Gaps in accountable measure sets exist among some of the most prevalent and costly conditions, according to a new report from the National Pharmaceutical Council and Discern Health.

These gaps in measurement lead to missed opportunities to improve patient care and health systems. Although current accountable care measure sets prioritize population health conditions such as diabetes and heart disease, prevalent and costly conditions are typically not represented.

Although care delivery innovations are being created to address gaps in quality of care, traditional payment systems provide little financial support. In accountable care models, measures are one way to help align financial incentives.

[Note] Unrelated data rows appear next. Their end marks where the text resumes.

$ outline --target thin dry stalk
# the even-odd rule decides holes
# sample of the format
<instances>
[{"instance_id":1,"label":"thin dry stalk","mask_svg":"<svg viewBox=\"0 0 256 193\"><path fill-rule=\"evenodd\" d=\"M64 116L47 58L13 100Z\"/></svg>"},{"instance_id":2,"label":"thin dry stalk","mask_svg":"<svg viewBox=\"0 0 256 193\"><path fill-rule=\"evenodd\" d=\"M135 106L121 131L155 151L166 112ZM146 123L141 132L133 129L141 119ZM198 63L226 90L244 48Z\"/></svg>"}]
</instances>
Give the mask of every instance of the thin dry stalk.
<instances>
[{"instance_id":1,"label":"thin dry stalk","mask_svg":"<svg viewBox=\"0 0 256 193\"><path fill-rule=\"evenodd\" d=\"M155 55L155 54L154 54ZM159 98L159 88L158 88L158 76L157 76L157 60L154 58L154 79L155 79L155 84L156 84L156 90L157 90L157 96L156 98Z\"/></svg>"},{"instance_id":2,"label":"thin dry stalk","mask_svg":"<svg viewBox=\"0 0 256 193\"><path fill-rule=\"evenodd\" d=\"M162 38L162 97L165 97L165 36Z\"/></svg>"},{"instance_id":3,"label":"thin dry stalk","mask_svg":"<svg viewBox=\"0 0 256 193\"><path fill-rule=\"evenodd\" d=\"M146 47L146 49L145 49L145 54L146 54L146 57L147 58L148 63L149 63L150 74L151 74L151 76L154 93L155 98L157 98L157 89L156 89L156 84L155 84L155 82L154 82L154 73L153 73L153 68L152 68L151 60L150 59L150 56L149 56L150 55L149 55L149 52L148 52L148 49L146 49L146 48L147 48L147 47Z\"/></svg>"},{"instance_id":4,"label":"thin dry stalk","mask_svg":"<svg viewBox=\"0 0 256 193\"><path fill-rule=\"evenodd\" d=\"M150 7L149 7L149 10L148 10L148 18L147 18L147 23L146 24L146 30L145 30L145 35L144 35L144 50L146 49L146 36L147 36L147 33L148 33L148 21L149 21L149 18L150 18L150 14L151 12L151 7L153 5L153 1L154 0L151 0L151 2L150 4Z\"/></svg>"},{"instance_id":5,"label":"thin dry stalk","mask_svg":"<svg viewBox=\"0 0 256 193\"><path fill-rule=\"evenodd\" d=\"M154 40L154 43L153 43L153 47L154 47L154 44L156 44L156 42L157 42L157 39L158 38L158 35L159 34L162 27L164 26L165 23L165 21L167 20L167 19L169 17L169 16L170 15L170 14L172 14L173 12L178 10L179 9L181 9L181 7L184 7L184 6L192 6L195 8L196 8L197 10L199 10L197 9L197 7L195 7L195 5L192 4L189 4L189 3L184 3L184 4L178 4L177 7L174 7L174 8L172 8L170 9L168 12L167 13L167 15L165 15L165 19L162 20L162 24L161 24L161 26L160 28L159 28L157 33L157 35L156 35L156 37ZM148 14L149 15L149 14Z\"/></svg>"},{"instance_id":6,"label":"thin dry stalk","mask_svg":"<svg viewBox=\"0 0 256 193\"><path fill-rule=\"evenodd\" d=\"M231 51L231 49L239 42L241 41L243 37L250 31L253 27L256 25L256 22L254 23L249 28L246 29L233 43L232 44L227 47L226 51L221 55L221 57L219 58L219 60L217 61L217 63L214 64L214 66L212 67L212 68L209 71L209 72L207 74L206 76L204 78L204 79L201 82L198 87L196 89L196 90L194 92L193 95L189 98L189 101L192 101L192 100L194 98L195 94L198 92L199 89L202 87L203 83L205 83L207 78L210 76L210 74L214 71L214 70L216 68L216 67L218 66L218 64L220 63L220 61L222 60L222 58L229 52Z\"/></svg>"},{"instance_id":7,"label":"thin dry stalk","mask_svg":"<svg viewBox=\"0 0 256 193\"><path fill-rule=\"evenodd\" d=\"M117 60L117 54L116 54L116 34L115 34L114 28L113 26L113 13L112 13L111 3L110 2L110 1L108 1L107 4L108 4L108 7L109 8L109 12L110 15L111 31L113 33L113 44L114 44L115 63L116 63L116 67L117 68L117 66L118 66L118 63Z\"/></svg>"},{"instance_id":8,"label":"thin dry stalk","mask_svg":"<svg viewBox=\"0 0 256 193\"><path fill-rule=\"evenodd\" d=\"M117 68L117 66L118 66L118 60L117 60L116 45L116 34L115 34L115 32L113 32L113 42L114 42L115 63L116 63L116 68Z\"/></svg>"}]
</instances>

“Better measures can give clinicians more flexibility in reforming care through new personalized services, care teams, and other care innovations, and they can provide better evidence that we are making real progress for all patients in closing gaps in quality and improving outcomes,” Mark McClellan, MD, PhD, director of the Health Care Innovation and Value Initiative at the Brookings Institution and co-chair of the expert advisory group for the project, said in a statement.

The “Accountable Care Measures for High-Cost Specialty Care and Innovative Treatment: You Get What You Pay For” paper examined gaps in measure sets for 20 conditions, including breast cancer, diabetes, HIV, and heart disease, through an analysis of each condition and a roundtable discussion with national thought leaders.

“Gaps in accountable care measure sets cannot be completely addressed with more of the same measure types and measurement strategies currently in use,” said Tom Valuck, MD, JD, MHSA, a partner at Discern Health and co-author of the research. “Measure sets need breadth, depth, and new approaches to promote appropriate care across the relevant population.”

The report outlines a framework to prioritize measure gaps for the most prevalent and costly conditions, use alternative measurement approaches, and address barriers to measurement by enhancing data sources, among other steps.

The authors also highlighted new approaches to measurement:

Outcome measures

Allow for flexibility and innovation in improving care and can replace multiple process measures.

Cross-cutting measures

Assess care across conditions, settings, and time.

Patient-reported measures

Emphasize the outcomes that matter the most to patients, such as functional status and quality of life.

Layered and modular approaches

Optimize measurement efforts by focusing on specific purposes, such as external accountability or internal improvement for the layered approach.